6 Quadriceps Snip
Patient Presentation and Symptoms
Additional exposures may be required on occasion when performing primary knee replacement in patients with advanced degenerative changes or in revision arthroplasty. Adequate exposure for revision or primary knee replacement usually requires 110 degrees of flexion. In a stiff primary knee or in revision surgery, a standard cap-sular incision alone may not be enough for adequate exposure or exchange of implants. After making a standard skin and medial capsular incision, several different extensile approaches are available in the knee that is stiff or has difficult exposure.
Indications
Following a standard medial capsular incision, if exposure is limited, the medial and lateral gutters of the knee are developed by excision of any thickened capsule scar and peripatellar tissue. The patellofemoral ligament release aids in exposure of the lateral retinaculum to create a pouch in which to evert the patella. If inversion of the patella or mobilization of the extensor mechanism is still limited, an extensile approach may be necessary.
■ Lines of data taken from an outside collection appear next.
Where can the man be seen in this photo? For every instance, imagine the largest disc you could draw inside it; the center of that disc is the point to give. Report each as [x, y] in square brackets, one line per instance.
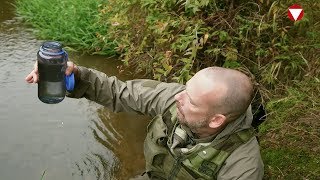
[199, 131]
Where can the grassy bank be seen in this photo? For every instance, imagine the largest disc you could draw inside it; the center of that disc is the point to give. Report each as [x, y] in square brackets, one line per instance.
[73, 22]
[170, 40]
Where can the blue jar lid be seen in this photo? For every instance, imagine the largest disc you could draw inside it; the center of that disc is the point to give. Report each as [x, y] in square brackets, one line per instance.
[70, 82]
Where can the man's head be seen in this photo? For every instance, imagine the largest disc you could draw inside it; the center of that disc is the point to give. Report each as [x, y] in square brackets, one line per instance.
[213, 97]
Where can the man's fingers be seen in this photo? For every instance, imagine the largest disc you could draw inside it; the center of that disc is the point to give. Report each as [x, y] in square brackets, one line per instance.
[70, 68]
[35, 76]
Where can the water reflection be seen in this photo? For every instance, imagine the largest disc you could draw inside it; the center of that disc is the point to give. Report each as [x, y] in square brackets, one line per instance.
[75, 139]
[123, 134]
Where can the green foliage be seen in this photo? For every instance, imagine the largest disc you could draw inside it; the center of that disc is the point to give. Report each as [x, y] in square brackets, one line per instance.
[172, 39]
[74, 22]
[285, 163]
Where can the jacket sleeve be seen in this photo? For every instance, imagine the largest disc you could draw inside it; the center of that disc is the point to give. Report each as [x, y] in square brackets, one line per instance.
[244, 163]
[141, 96]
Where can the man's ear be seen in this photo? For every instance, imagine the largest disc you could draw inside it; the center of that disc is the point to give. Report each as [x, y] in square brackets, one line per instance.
[217, 121]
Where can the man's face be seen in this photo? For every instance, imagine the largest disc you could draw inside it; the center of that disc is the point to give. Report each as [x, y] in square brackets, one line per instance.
[193, 103]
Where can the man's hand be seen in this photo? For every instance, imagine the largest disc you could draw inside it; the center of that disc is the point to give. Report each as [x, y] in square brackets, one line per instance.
[33, 76]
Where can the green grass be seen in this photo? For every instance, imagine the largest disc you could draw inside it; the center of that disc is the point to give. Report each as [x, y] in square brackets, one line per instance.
[170, 40]
[73, 22]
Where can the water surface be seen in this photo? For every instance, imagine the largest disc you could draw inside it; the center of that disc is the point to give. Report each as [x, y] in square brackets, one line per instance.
[75, 139]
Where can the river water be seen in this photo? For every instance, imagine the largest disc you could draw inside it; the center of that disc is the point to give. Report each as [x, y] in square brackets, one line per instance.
[75, 139]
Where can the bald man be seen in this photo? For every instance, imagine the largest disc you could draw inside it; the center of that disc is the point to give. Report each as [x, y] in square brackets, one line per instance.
[201, 130]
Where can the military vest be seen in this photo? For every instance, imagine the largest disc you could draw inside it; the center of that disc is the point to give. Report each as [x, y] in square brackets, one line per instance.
[204, 163]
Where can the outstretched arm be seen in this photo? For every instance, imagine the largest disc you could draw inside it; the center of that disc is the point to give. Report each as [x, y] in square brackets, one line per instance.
[141, 95]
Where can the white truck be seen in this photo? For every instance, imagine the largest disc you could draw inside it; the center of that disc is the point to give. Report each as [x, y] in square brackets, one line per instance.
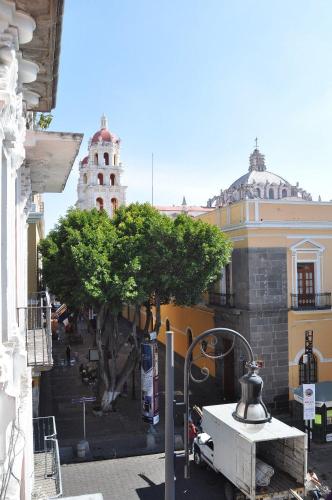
[234, 449]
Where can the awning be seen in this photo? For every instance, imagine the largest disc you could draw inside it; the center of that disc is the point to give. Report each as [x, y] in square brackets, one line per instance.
[50, 157]
[323, 394]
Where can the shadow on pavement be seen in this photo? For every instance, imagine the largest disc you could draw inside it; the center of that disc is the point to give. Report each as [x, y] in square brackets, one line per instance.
[203, 482]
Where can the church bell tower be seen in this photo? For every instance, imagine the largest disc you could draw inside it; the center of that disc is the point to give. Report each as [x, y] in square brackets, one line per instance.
[99, 184]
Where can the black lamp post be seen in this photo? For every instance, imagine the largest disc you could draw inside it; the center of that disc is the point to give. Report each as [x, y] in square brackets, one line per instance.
[250, 409]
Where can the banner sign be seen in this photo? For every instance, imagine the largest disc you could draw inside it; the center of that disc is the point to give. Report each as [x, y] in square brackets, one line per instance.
[309, 401]
[149, 382]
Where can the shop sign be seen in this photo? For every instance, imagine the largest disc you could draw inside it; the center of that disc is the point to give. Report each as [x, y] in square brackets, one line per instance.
[149, 382]
[308, 401]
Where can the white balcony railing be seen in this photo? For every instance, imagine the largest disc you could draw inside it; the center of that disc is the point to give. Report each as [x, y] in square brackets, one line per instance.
[47, 471]
[38, 334]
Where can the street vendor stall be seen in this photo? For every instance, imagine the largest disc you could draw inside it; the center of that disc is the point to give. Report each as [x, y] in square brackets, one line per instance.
[322, 424]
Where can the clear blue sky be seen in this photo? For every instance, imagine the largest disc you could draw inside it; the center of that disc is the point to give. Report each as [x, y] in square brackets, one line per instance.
[194, 82]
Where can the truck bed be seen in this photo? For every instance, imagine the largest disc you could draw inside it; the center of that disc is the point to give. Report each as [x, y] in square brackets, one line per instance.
[279, 486]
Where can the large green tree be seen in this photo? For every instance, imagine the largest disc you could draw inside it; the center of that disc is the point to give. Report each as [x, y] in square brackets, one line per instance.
[178, 259]
[81, 265]
[138, 257]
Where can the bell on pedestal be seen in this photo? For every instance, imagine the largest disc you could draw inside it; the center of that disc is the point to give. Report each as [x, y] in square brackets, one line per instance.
[251, 409]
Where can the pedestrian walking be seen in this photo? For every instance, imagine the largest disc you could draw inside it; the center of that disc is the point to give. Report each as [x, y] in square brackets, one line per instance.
[68, 354]
[192, 434]
[312, 485]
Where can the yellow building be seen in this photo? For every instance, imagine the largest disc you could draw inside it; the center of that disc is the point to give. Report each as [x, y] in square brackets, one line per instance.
[277, 289]
[36, 231]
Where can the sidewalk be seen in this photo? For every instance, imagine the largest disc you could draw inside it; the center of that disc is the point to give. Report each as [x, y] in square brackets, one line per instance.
[123, 433]
[118, 434]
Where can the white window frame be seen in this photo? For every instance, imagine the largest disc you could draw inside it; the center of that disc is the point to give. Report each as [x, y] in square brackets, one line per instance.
[303, 248]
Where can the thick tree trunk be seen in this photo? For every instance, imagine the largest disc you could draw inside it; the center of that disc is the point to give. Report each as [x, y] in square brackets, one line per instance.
[158, 315]
[109, 333]
[147, 318]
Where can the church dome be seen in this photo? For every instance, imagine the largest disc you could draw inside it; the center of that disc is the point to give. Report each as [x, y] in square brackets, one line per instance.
[258, 177]
[258, 183]
[104, 135]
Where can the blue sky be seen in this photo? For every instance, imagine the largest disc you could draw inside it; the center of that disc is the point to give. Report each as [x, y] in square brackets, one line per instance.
[194, 82]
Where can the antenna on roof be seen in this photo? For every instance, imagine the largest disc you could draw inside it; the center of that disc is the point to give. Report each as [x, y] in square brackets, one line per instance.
[152, 179]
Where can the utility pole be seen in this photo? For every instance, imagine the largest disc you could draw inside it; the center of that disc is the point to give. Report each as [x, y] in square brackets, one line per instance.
[169, 419]
[152, 179]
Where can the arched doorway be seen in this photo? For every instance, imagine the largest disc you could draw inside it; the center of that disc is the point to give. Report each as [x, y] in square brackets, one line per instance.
[99, 204]
[114, 202]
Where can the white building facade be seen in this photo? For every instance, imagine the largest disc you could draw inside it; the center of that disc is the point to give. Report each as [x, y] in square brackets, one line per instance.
[29, 52]
[99, 184]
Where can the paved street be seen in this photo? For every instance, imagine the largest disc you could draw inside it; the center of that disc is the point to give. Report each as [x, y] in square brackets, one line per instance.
[138, 478]
[116, 434]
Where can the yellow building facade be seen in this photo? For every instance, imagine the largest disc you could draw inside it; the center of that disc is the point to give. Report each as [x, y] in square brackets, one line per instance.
[276, 290]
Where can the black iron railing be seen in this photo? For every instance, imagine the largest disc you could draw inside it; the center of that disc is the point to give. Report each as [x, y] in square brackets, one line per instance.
[36, 318]
[221, 299]
[47, 460]
[310, 302]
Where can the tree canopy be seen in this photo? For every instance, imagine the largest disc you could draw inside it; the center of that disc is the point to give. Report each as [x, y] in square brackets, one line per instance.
[138, 257]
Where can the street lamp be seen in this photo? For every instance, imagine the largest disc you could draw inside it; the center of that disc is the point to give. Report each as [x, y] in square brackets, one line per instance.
[250, 410]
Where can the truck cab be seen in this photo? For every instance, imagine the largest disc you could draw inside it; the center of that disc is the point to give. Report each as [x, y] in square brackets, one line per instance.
[258, 462]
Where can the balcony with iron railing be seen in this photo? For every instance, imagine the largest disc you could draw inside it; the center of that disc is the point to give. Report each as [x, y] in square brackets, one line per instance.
[47, 472]
[221, 299]
[36, 318]
[310, 302]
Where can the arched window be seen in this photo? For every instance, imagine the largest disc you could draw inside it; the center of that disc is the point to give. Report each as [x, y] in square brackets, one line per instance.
[99, 204]
[308, 371]
[114, 202]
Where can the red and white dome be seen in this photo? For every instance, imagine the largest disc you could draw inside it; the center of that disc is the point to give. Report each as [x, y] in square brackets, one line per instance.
[104, 135]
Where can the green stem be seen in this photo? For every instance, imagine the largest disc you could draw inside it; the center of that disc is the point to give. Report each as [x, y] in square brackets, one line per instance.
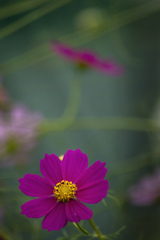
[99, 234]
[31, 17]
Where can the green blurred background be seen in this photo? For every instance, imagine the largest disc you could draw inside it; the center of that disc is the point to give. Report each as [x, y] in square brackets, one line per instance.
[112, 119]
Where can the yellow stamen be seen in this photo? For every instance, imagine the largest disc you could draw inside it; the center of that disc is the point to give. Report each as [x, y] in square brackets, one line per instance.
[64, 191]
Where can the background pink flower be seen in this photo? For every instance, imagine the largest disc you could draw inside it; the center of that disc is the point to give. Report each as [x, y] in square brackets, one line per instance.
[18, 132]
[64, 185]
[147, 191]
[84, 59]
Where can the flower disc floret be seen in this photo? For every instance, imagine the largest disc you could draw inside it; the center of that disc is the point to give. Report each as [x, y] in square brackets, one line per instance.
[65, 191]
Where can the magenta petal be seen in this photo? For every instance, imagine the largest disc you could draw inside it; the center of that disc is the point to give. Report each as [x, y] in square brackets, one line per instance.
[35, 186]
[74, 163]
[88, 58]
[93, 192]
[37, 208]
[95, 172]
[77, 211]
[110, 67]
[56, 218]
[50, 168]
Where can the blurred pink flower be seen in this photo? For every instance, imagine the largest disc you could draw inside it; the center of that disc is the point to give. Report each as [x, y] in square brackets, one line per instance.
[18, 132]
[85, 59]
[147, 191]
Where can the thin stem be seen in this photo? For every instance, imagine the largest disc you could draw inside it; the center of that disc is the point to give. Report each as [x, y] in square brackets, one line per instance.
[105, 123]
[99, 234]
[19, 7]
[31, 17]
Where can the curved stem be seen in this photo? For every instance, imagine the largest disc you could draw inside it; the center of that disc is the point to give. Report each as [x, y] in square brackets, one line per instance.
[69, 115]
[99, 234]
[105, 123]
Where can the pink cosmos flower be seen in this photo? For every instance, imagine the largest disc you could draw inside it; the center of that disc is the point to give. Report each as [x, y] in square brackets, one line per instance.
[147, 191]
[84, 59]
[18, 132]
[65, 184]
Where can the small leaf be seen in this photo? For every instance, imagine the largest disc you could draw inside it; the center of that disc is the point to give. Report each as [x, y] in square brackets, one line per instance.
[114, 199]
[110, 236]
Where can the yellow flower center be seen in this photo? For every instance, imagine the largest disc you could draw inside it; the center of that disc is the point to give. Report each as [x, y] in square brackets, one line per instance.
[64, 191]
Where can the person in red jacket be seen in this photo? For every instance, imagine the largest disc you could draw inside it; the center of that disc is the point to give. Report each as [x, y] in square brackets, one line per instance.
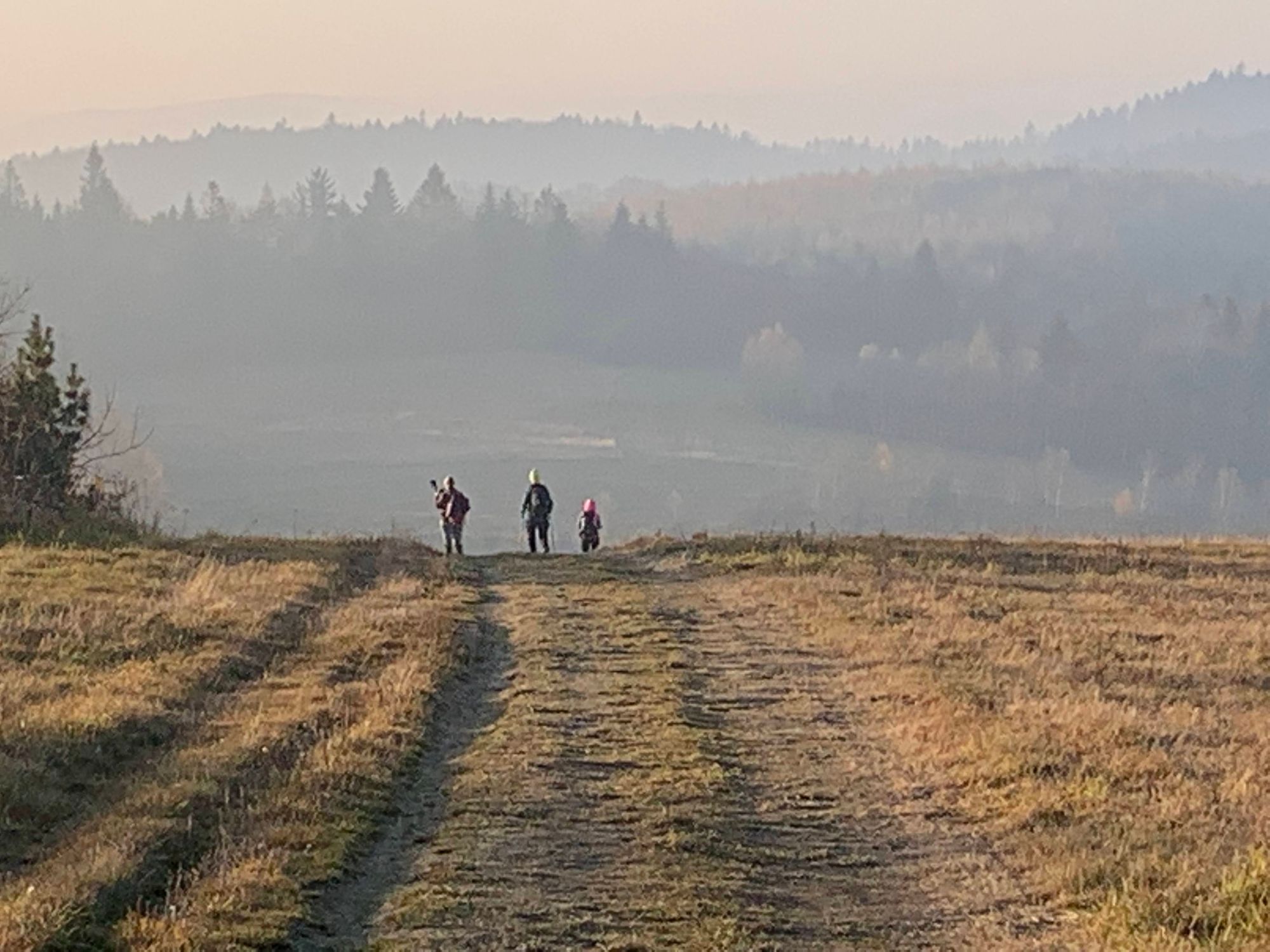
[454, 508]
[590, 526]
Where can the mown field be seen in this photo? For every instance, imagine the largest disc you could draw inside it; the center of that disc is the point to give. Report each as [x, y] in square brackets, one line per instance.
[711, 744]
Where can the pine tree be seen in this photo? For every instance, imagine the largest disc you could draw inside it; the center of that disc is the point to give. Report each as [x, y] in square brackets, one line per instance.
[382, 202]
[100, 200]
[488, 209]
[434, 195]
[319, 195]
[44, 428]
[13, 195]
[217, 209]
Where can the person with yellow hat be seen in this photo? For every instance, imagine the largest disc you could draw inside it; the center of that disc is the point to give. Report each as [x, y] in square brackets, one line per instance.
[537, 512]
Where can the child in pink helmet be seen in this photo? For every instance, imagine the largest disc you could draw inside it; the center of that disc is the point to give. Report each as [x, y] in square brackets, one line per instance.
[590, 526]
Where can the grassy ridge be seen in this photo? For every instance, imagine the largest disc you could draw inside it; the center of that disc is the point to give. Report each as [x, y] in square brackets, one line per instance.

Options to increase mobilization of the extensor mechanism can be classified into proximal or distal. Distally a tibial tubercle osteotomy can be performed that provides excellent exposure. This however, has been associated with a high incidence of complications.1,2 Proximally, options include a patellar turndown procedure such as a Coonse-Adams V-Y turn down, a modified patellar turn down, or a more simplified approach such as the quadriceps snip. The rectus or quadriceps snip increases exposure while minimizing further soft tissue dissection.
Contraindications
There are no contraindications to doing a quadriceps snip approach.
Surgical Procedure
First described in 1995, the quadriceps snip was developed by Insall in 1988.3,4 After a standard skin incision and medial capsular approach, the proximal aspect of the
incision is addressed, The standard incision extends along the medial border of the quadriceps tendon. The snip is performed at approximately a 45-degree angle or directly in line with the fibers of the vastus lateralis muscle fibers (Fig. 6–1). At this level the tendon is of varying widths. No significant dissection of the muscle itself should be necessary. Inversion of the patella should now be easier to perform and the tension of the patellar tendon insertion on the tibial tubercle lessened when the knee is flexed (Fig. 6–2). As the knee is flexed, however, care should still be taken to inspect the patellar tendon insertion on the tubercle. Following implantation the oblique portion of the tendon is carefully repaired just as the vertical aspect of the tendon is repaired.
Tips and Pearls
Results comparing a standard medial parapatellar approach and the quadriceps snip show that patients have similar Knee Society scores. Motion, extensor lag, patellofemoral symptoms, and patient satisfaction are similar.1 The quadriceps snip compares favorably with other extensile procedures. There are several advantages of this straightforward extensile measure over other standard additional exposures. It is technically easier to perform and adds little to the surgical time. It minimizes further subcutaneous dissection in comparison with other options, thereby decreasing the risk of wound healing.
In comparison to a turn procedure, this approach maintains the integrity of the vastus lateralis lateral retinacular bridge, thereby minimizing risk to the integrity of the extensor mechanism. Active knee extension exercises can be initiated directly after surgery. After a patellar turndown procedure, there is typically a 2-week bracing period before active extension exercises are initiated. In addition, there is no extensor lag associated with the quadriceps snip as there is with a patellar turndown pro-cedure.1,3,5 Blood supply to the patella has not been further compromised by this extensile approach. The superior lateral genicular artery, which is cut in a turndown type of procedure, has not been violated.